Mourão tem evitado cravar seu destino político, mas admitiu convites de partidos para que dispute um cargo no ano que vem e, depois de certa insistência, afirmou que seu caminho mais natural é disputar uma vaga ao Senado.

"Se eu tiver que concorrer a um cargo, para mim, minha visão seria o Senado, seja pelo Rio Grande do Sul, meu estado natal, seja pelo Rio de Janeiro. Essa é a decisão que eu terei que tomar após eu definir se vou continuar na política. E por qual lugar eu vou concorrer", disse.

Mourão destacou sua ligação com o Exército e disse que ainda não se considera um político, pois não foi "picado ainda pela mosca da política".
"Eu sou milico. Eu passei 46 anos da minha vida dentro do Exército. Você bota mais 5 anos de aluno de Colégio Militar. São 51 anos usando uniforme. Sou filho de militar, então eu nasci dentro da instituição militar. A minha vida não teve esse viés político, diferente de outras pessoas. A política não me picou dessa forma ainda. Por isso que eu não tomei essa decisão".

Cargo de presidente?

Questionado se tinha o sonho de ser presidente da República, Mourão disse que essa pretensão não está na sua "linha da vida".
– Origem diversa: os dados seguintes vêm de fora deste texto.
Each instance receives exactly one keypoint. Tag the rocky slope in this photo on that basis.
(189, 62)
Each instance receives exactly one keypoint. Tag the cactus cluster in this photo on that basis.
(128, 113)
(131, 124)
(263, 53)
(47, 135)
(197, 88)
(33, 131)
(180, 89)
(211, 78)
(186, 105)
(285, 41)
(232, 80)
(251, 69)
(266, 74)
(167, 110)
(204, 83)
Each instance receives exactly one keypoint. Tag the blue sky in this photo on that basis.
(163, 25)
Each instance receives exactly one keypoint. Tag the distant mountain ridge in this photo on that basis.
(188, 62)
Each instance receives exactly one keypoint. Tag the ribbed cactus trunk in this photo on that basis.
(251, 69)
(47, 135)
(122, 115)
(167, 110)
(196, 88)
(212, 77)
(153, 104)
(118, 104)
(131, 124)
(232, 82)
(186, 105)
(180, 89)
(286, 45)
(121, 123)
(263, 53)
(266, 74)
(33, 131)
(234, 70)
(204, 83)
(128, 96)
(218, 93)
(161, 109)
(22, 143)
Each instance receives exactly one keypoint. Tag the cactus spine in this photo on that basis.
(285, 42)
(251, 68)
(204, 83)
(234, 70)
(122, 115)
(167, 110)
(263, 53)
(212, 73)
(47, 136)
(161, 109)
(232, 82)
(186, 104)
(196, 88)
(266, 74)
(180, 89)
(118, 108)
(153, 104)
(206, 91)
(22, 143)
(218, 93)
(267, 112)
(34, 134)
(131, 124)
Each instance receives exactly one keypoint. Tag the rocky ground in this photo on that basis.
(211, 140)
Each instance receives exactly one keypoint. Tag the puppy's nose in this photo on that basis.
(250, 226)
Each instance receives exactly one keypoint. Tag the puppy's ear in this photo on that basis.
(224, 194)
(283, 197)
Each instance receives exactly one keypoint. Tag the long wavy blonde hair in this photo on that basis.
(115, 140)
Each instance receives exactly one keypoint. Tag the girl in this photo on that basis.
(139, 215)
"Eu tenho um tempo ainda, três ou quatro meses para definir a minha vida. Você colocou aí: 'você quer ser presidente?'. Não é o momento. Não está na minha linha da vida essa situação. Não vejo oportunidade para isso no presente momento. E, em um momento futuro, eu já estarei com uma idade um pouco mais avançada. E eu considero que não é o mais o caso de disputar um cargo dessa natureza", disse Mourão, que está com 68 anos.

Neste momento, Mourão citou o presidente dos Estados Unidos, Joe Biden, "com quase 80 anos de idade" e o ex-presidente Luiz Inácio Lula da Silva, que será "o candidato do PT também já beirando essa faixa etária no momento da eleição".

"Na minha visão, acho que a pessoa para governar um país complicado como o Brasil tem que ter muita energia ainda. Tem que estar atento 24 horas do dia, não pode estar dormindo, não".